= Professional Association of Therapeutic Horsemanship =

American nonprofit organization

Professional Association of Therapeutic Horsemanship International (PATH Intl.), formerly the North American Riding for the Handicapped Association (NARHA), is a non-profit organization based in Denver, Colorado, that promotes the benefits of therapeutic horseback riding and other equine-assisted activities and therapies for people disabilities. PATH Intl. is a 501(c)(3) organization.

As of December 31, 2018, there are 873 centers that are members of PATH Intl. and 4,776 certified professionals working in these centers. In addition, PATH has 61,642 and over 7,943 different equines are used.

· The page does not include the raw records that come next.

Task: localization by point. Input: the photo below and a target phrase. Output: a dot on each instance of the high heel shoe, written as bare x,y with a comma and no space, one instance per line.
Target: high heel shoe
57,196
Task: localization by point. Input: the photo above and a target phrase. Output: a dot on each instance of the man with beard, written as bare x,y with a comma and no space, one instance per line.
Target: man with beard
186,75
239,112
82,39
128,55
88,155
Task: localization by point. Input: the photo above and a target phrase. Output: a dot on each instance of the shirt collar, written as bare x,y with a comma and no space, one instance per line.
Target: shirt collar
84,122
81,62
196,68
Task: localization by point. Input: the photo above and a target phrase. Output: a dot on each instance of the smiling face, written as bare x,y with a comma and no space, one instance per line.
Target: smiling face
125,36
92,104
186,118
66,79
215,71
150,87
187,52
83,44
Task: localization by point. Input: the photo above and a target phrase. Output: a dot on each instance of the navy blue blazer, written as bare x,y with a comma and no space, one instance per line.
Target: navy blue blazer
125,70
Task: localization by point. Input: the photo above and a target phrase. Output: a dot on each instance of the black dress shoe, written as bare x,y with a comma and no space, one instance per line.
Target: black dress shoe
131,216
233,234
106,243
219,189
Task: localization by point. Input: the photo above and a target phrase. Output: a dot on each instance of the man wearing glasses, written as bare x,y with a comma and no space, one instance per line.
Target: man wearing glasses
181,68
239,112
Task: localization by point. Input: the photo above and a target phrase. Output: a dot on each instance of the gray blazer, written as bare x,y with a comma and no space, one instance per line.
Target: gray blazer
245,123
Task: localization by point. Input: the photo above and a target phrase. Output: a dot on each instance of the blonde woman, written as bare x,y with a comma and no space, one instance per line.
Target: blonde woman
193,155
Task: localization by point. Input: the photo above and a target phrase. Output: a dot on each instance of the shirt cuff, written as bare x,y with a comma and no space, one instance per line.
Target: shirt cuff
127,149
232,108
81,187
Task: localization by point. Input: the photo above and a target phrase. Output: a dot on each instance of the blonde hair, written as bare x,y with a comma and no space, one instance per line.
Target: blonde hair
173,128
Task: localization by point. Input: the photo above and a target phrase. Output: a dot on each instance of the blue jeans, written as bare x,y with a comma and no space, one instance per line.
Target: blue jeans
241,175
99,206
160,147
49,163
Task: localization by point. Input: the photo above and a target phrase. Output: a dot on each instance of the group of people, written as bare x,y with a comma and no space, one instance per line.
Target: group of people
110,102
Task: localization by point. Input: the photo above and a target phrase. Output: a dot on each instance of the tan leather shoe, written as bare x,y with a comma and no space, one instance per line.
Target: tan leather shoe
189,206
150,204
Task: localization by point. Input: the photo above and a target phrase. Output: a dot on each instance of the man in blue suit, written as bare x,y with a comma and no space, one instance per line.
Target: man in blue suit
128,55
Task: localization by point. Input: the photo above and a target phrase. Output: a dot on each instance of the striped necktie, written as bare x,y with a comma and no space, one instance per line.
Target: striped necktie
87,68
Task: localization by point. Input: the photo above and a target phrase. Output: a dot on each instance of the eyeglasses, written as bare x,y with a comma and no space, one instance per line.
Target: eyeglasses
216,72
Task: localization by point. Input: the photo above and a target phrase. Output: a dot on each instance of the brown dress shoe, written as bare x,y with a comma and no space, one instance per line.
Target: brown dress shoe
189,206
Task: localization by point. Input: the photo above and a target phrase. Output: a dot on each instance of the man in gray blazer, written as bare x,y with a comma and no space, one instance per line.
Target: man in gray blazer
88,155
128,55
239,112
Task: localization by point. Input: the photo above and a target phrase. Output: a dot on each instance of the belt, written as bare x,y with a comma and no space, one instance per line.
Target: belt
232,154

The centers and there staff and volunteers serve 68,929 adults and children with varying disabilities of which 6,724 are veterans.

== History ==
PATH international was originally formed in 1969 as the North American Riding for the Handicapped Association (NARHA) to promote equine-assisted activities for individuals with disabilities. The organization was created because a group of individuals realized that there should be some type of organization to help get information about therapeutic horseback riding out to the public. The name was changed in July 2011 to better reflect the mission of and the people served by PATH Intl.

When it was first created the NARHA had two main goals, accrediting centers and certifying instructors. The founding members of the NARHA wanted to ensure that equine assisted activity centers were being run properly and helping its participants gain benefits from the activities. Accrediting center and certifying instructors are still the core goals in the organization today.